I’m not buying this relationship. I’d say it’s unfair to compare the pair to Jim and Pam, but the show is so clearly reaching for that comparison that I’m more than happy to oblige. That scene by the bird bath as Andy and Erin discuss their broken hearts, and the sense that they might just be two ships crossing in the night, was not only a cliché in terms of television in general, but also a cliché for the show itself given how similar it was to a season-two/three scene between Jim and Pam.
The difference, however, is that Jim and Pam were two grounded people whose romance was the spark that brought them to life, the kind of spark that an audience can get behind. Andy and Erin, meanwhile, are two people who often verge on the ridiculous, whose personalities veer between well-meaning strivers and whimsical simpletons. I might be more attached to Andy and Erin if their own personalities were influencing this story, and that their reunion would have felt like something distinctive to this couple. Instead, it’s a generic romantic storyline surrounded by some uneven character-specific jokes, which isn’t sufficient to sell me on this relationship as a cornerstone of the series.
To be fair to “Get The Girl,” this is a table-setting episode. Nellie’s attempt to claim the job of manager is more about Andy’s return and the subsequent battle than about this single episode, and I liked the coda in which Nellie surveys her domain (with the way she’d changed Andy’s nameplate being particularly clever). I retain any judgment of where her arc goes from this point, and am not close to the point of writing off Tate given that I feel she could work well in this environment.
The problem, however, is that the other side of the episode shouldn’t have felt like table-setting, and yet it did. Rather than celebrating the culmination of months of buildup toward the moment when Erin would kiss Andy as his Prius blocks traffic, that moment felt like checking off a box, finally getting to the point where these two characters can move on to something more compelling.
Stray observations:
- I loved that little moment where Erin speaks to her neighbor Alonso as she picks up the paper from the front lawn, and yet he drives away before she can continue the conversation. I love Ellie Kemper when she’s allowed to tap into the sadness in Erin, and the idea of even a small unrequited friendship (which is not outright antagonism so much as different expectations) breaks my heart. While the content didn’t land based on the lack of purpose surrounding it, Kemper did a fine job with Erin standing up for herself earlier in the episode.

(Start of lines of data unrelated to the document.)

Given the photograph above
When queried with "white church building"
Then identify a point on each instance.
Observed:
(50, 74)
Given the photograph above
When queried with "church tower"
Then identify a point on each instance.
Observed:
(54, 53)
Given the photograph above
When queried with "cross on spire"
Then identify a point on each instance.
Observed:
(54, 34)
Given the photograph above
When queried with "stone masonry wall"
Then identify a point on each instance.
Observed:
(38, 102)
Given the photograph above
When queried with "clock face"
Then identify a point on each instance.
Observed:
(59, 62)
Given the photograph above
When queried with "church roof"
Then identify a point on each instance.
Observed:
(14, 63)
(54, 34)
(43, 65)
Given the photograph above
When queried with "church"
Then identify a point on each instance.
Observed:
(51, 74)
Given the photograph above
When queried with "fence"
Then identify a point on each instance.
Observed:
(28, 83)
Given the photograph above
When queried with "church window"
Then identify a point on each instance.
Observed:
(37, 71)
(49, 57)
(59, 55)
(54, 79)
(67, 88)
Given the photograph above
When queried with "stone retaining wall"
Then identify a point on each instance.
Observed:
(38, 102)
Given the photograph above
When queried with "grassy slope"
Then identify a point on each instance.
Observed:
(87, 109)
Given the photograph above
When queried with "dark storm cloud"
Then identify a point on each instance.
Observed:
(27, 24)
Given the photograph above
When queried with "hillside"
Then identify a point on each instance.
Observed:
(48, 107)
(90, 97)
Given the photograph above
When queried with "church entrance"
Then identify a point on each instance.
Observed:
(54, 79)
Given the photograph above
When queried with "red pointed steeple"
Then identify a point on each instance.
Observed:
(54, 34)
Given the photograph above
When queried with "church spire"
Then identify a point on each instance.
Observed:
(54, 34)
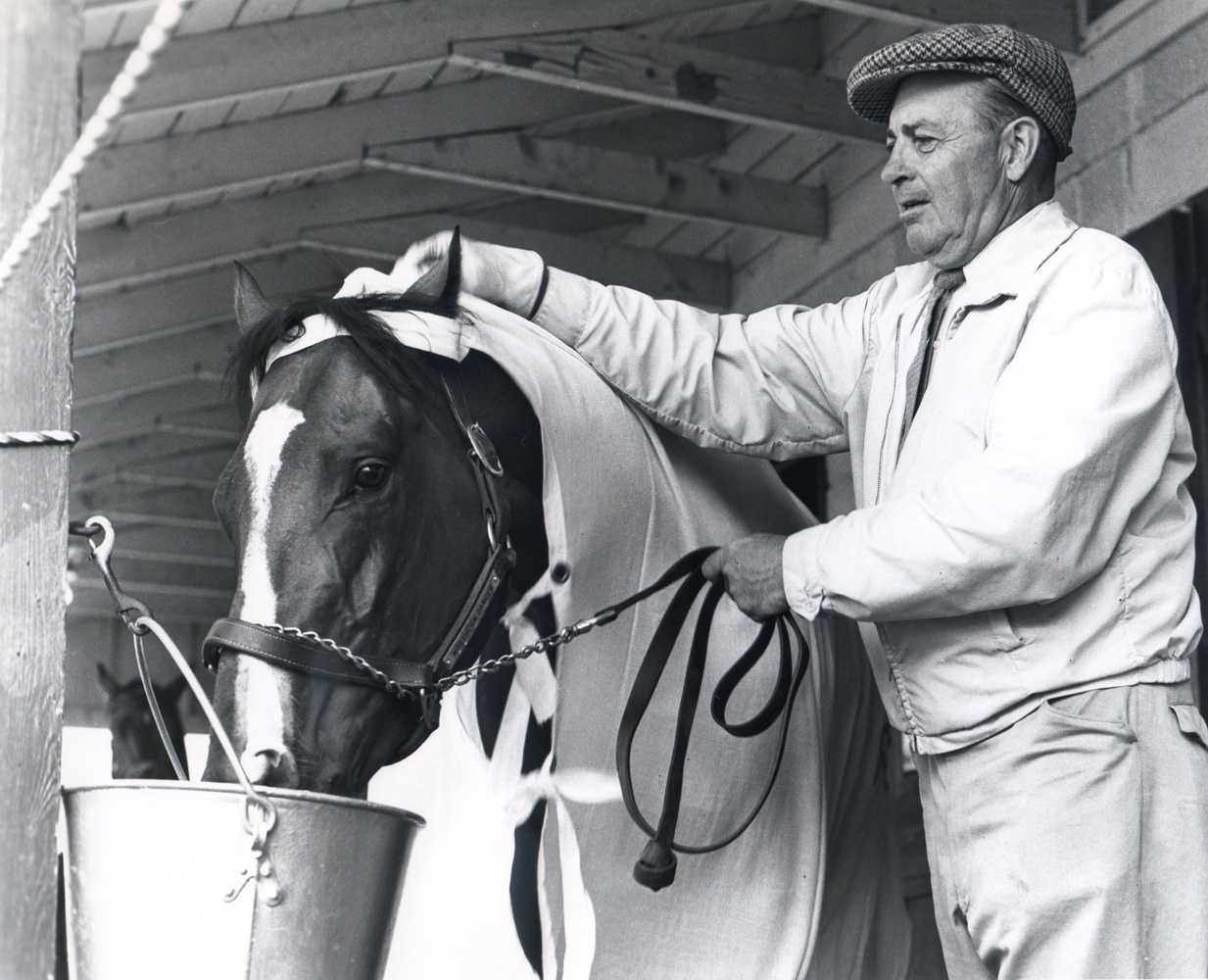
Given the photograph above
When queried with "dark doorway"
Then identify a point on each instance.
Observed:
(1176, 247)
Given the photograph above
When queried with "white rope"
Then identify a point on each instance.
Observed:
(42, 437)
(156, 34)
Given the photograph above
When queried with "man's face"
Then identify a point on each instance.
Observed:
(943, 169)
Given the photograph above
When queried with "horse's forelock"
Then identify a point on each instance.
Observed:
(405, 369)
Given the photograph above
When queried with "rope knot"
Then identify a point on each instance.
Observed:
(656, 866)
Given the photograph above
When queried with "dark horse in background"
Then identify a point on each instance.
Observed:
(353, 508)
(138, 750)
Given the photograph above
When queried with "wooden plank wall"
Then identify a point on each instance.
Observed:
(39, 60)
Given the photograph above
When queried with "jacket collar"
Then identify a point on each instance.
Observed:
(998, 270)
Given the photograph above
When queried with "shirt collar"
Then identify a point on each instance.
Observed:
(1011, 255)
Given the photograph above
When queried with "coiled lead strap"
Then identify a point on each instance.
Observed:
(656, 866)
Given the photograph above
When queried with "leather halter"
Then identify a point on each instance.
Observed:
(461, 642)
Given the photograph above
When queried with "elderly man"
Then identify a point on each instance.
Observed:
(1021, 555)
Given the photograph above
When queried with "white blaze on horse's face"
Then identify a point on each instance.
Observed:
(259, 684)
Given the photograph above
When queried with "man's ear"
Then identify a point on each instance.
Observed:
(441, 284)
(250, 306)
(1020, 143)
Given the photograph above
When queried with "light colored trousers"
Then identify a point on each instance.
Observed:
(1075, 843)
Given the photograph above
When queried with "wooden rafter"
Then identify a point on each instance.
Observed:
(606, 177)
(343, 42)
(622, 66)
(658, 273)
(333, 217)
(309, 143)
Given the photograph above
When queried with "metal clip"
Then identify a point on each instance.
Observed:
(259, 869)
(127, 607)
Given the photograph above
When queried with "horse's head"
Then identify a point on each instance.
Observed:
(138, 750)
(356, 513)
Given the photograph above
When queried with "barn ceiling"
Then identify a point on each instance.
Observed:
(661, 144)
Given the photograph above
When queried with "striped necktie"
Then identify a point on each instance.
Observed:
(946, 281)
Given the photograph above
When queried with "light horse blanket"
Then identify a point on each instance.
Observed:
(810, 890)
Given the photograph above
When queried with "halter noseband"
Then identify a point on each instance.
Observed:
(464, 639)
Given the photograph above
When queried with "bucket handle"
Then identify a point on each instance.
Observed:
(260, 814)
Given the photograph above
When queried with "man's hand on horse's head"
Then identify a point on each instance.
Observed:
(751, 571)
(509, 278)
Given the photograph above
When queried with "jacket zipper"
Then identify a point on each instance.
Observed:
(893, 394)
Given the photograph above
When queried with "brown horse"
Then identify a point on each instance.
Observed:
(356, 513)
(364, 504)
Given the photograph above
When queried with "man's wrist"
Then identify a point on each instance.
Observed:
(522, 280)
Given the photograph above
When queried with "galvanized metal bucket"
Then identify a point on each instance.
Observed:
(213, 881)
(150, 866)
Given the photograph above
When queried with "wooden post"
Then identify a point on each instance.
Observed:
(39, 66)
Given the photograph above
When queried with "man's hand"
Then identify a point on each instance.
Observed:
(502, 275)
(751, 570)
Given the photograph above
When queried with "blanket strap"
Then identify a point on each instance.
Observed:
(656, 866)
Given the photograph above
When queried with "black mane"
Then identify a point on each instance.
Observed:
(405, 369)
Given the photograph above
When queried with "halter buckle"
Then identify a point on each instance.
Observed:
(483, 450)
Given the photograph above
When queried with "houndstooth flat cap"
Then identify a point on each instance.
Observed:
(1033, 69)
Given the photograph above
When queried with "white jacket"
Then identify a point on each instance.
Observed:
(1031, 538)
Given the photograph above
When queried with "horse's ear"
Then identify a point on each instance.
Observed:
(442, 283)
(250, 306)
(107, 680)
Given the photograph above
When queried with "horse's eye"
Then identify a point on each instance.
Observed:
(371, 475)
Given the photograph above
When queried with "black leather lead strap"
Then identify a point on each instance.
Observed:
(656, 866)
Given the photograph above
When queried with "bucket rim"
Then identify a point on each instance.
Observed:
(280, 793)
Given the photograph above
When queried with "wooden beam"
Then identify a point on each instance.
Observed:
(336, 45)
(606, 177)
(622, 66)
(305, 143)
(658, 273)
(1056, 21)
(39, 52)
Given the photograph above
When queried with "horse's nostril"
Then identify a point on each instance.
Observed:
(266, 765)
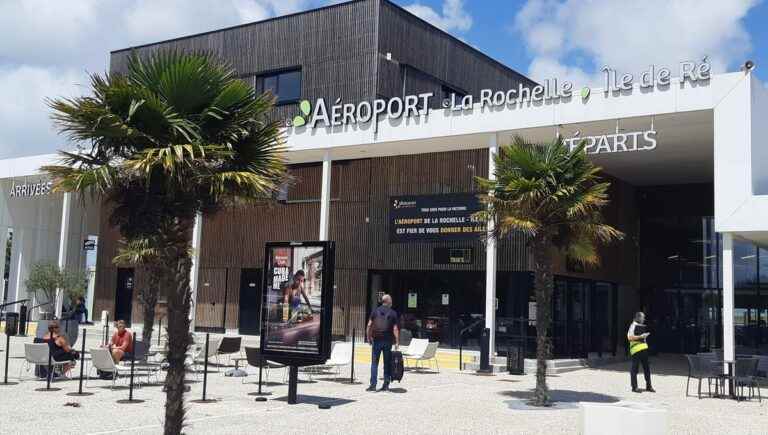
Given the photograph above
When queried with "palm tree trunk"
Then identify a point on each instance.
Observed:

- Not sure why the producers chose to use some absolutely terrible green screen for Erin’s talking head outside of the house, but it’s obnoxious. Had they lost that set, and yet wanted to add an additional talking head?
- One thing about the broader parts of the show remaining a disappointment is that the little moments stand out a bit more: Toby accidentally calling himself Tony is simple, and ultimately meaningless, but I got a kick out of it.
- Not to get too etymological, but why exactly was “Chumbo” a combination of Dumbo and Jumbo in addition to chubby? It feels like the former two terms offer the exact same contribution to the word’s construction, so I’m not sure what Jim was going on about. And yes, I think about these things. Yes, seriously.
- My apologies that this was a bit later than usual, but I had an engagement earlier this evening, and I presume that most of you had more pressing issues to discuss anyways?